WORK IN PROGRESS
Artist’s book, full colour, 120 pp; Wall texts, framed Lightjet photographs and duratran prints in light boxes; Artist’s film: 14 min HD
Using combinations of a 400-line rhyming poem I have composed and photographs and film I shot in Northern India, this project continues my research into the capacities of poetry and lens-based media to present fictional world views.

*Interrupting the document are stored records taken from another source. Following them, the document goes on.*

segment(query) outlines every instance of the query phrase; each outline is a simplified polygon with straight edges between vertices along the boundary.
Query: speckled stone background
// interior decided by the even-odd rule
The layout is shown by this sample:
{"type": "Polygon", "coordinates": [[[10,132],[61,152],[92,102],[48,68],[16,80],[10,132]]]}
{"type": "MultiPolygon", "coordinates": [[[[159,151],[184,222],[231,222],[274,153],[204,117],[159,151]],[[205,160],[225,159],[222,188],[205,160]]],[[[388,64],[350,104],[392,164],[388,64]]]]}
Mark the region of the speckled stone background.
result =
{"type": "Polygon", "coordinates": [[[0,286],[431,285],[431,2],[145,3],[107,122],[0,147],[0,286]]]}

In ‘Reversed Curses’, we see the world from the viewpoint of Aarav, an employee of the Indian Railways who is approaching retirement. His interior conversations, with his god Krishna and other voices, are told as a long sequence of lentos: a form of eight-line, rhyming verse. The central theme of ‘Reversed Curses’ is religious faith, and how to lead a good life without it. Reflecting on those pertinent questions that Prince Arjuna fails to ask of Krishna in the Bhaggavad Gita, Aarav runs over the text of the Gita in his head and takes issue with many of Krishna’s assertions. Krishna’s benign voice morphs into those of others characters who do not seem to have Aarav best interest at heart.
If Aarav loses his faith, how will he create meaning in his world? And if faith has cursed his life, how can he reverse the curse? These, and other questions are posed alongside a fast-changing backdrop of contemporary India. The project plays on the repetition and reversals of train journeys and the paradox that, as Kierkegaard wrote, ‘Life must be understood backwards. But it must be lived forwards’.
‘Saraswati’s Revenge’, Artist’s book, full colour: 120 pp
‘The Psychosis of Reason’, Artist’s film: 14 min HD
Installation views of work in progress exhibition, the Other Art Fair, Victoria House, London
Marrying her; settling here:
my life’s cardinal, cardiac error.
Only realising it now aged fifty-nine
through train-window and rear-view mirror.
Or marrying her; settling here:
This flood of love means your heart’s not alone.